The most comprehensive exhibition of Surrealist art ever to be shown in Canada recently opened at the Vancouver Art Gallery on May 28, 2011. The Colour of My Dreams: The Surrealist Revolution in Art features 350 extraordinary works by leading Surrealist artists, including André Breton, Salvador Dalí, Max Ernst, René Magritte, Joan Miró, Pablo Picasso and many others from prestigious private and public collections around the world, including The Museum of Modern Art, Guggenheim Museum and the Tate Gallery.

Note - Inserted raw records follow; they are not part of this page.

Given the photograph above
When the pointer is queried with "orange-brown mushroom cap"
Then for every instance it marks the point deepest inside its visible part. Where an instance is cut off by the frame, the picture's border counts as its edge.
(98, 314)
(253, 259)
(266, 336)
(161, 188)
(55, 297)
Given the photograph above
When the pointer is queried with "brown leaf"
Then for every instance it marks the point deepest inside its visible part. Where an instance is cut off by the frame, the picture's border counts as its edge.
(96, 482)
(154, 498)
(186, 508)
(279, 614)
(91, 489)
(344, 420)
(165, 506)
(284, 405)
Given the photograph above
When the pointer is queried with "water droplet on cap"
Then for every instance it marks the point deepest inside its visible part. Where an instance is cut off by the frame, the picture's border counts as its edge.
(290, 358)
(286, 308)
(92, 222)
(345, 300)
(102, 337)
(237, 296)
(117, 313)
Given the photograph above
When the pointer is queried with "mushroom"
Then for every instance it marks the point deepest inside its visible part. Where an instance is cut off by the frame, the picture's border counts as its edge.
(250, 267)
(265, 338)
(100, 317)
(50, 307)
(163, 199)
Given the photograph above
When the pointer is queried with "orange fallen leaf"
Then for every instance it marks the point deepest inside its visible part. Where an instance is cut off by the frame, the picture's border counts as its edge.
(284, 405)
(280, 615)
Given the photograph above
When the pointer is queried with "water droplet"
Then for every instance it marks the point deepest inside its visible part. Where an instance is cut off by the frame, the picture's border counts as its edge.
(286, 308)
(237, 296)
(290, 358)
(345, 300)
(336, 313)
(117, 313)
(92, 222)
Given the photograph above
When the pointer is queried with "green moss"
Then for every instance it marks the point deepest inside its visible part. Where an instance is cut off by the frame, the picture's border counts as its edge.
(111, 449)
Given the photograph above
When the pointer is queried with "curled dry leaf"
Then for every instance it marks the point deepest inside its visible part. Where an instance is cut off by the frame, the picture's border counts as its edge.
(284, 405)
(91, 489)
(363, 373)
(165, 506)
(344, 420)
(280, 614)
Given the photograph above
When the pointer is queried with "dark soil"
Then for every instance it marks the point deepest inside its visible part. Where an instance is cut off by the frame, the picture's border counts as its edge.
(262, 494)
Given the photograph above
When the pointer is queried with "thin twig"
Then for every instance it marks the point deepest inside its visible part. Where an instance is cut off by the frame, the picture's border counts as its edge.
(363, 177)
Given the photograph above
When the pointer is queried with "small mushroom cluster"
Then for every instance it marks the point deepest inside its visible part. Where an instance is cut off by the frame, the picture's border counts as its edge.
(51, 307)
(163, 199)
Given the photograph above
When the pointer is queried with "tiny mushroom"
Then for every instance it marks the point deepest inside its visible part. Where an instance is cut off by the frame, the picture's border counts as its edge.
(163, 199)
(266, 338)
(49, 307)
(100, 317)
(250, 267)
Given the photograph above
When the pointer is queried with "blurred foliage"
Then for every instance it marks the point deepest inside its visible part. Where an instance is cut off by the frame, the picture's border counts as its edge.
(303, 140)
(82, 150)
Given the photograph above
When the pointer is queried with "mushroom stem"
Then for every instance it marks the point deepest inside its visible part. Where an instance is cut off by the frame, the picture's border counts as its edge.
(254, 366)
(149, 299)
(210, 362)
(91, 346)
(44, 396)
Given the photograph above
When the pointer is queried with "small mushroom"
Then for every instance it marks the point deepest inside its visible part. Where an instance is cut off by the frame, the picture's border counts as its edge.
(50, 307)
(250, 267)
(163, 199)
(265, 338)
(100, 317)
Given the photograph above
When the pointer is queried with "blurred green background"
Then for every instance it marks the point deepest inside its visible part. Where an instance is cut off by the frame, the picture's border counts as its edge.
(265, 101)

On Friday, May 27th, 380 guests celebrated the official opening at a gala event that took place in a grand marquee tent on the Art Gallery’s Georgia Plaza. Fittingly for such an event, Debra Lykkemark created a French influenced five-course menu inspired from the Surrealist art. The couture-like menu was full of unusual surprises of unique textures and flavours.
A highlight was the colourful Surreal Salad which featured a savoury carrot marshmallow, chèvre orb, beet jewels, compressed cucumber and sous vide pineapple.
First Course – Prelude to a Dream
Surreal Salad – Textures and flavours inspired by André Masson
miniature organic greens, passion fruit gastrique, compressed cucumber, sous vide pineapple, carrot marshmallow, chèvre orb, beet jewels, edible flowers, spritzed with tangerine tincture
Second Course – The Illusion
French Onion Soup Soufflé
flavoured with Cognac demi-glace and Swiss Gruyère served with a savoury stir stick
Palate Cleanser – Dragon’s Breath
Lemon sorbet with thyme and anise wafers
Entrée – The Revolution
Sablefish and Duck Entrée
organic black and red lentil crusted sablefish, braised duck and wild mushroom roulade, tomato-garlic confit and jade sauce
Dessert – A Cumulus Conclusion
floating on a trio of mango, blueberry and raspberry sauces
Here’s a recipe for the spiced lentil crusted sablefish that Executive Chef Margaret Chisholm reworked for the home cook.
Spiced Lentil Crusted Sablefish with Jade Sauce
4 X 120 g sablefish fillet
4 Tbsp organic black beluga lentils
4 Tbsp red lentils
1 tsp star anise powder
1 tsp Korean chili powder
1/2 tsp sea salt
4 tsp Dijon mustard
4 tsp water
In a spice grinder, blitz the red lentils into a fine powder. Mix with the Korean chili and half the salt. Repeat the process with the black lentils and the star anise. Combine the water and mustard. Lightly paint the top of the sablefish with the mustard mixture. Sprinkle the red lentil powder over ½ of the fish and the black lentil powder over the other half. Place on a baking sheet and roast at 350 F for 8-10 minutes.
½ cup shallots
½ cup spring peas
¼ cup white wine
1 cup water + ¼ cup
¼ cup young spinach, blanched and squeezed dry
2 Tbsp fingerling potatoes, peeled and diced small
1 Tbsp canola oil
1 Tbsp chives
1 Tbsp mint
1 Tbsp cilantro
1 Tbsp tarragon
1 tsp sliced garlic
Sauté the shallots in olive oil until translucent. Add the garlic and white wine and reduce to a glaze. Add the potatoes and 1 cup of water and gently cook until the potatoes are very soft. Pour the potato, shallot reduction into a blender and add the peas. Working quickly, blitz the mixture together with the remaining ingredients, using the remaining water to thin down the sauce. Season with salt and pepper. Strain and serve hot.